The psoriasis market got a major disrupter earlier this year, when Novartis ($NVS) won approval for next-gen therapy Cosentyx. Next year, though, Cosentyx could face a couple of fellow disrupters in that department. Eli Lilly is gunning for an approval for its candidate, ixekizumab, which blocks a cytokine called interleukin-17A. But perhaps most-watched will be brodalumab, a psoriasis prospect that recently changed hands. After reports of suicidal thoughts turning up in trial patients, Amgen bailed on its collaboration with AstraZeneca on the drug; the British drugmaker later sold its rights to Valeant ($VRX), which hoped to boost its skincare portfolio with the biologic. With Valeant in the hot seat for pricing and specialty pharmacy relationships, a brodalumab launch will get plenty of attention. A couple of other Big Pharma rivals are working through Phase III with their own therapies, too: Merck & Co. boasts IL-23-blocking tildrakizumab, and Johnson & Johnson is taking guselkumab through the clinic.

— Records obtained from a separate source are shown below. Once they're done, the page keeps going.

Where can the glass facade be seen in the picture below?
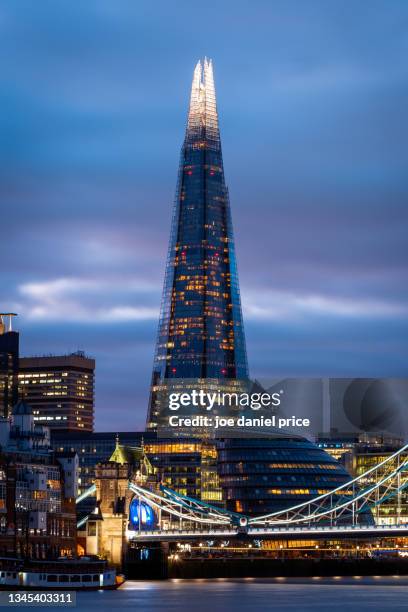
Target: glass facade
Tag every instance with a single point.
(60, 390)
(201, 333)
(259, 476)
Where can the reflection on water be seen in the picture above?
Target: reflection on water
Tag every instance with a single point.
(336, 594)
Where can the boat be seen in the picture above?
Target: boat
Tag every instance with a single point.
(82, 573)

Merck ($MRK) and Bristol-Myers Squibb have been fighting all year for market share with their respective checkpoint inhibitors, Keytruda and Opdivo. While Keytruda was the first to get the regulatory go-ahead in melanoma, Opdivo has since leapfrogged it, winning fast approvals in non-small-cell lung cancer--where Keytruda later scored its own approval--and kidney cancer. As the two continue to duke it out, they may need to make room for a third immunotherapy in Roche's atezolizumab. That candidate has its own breakthrough designation in NSCLC, which it won back in February. But the Swiss drugmaker is also preparing to go where its rivals haven't gone yet. It's looking for an early approval in bladder cancer, where it nabbed its first breakthrough tag, and it has racked up positive data in triple negative breast cancer, too.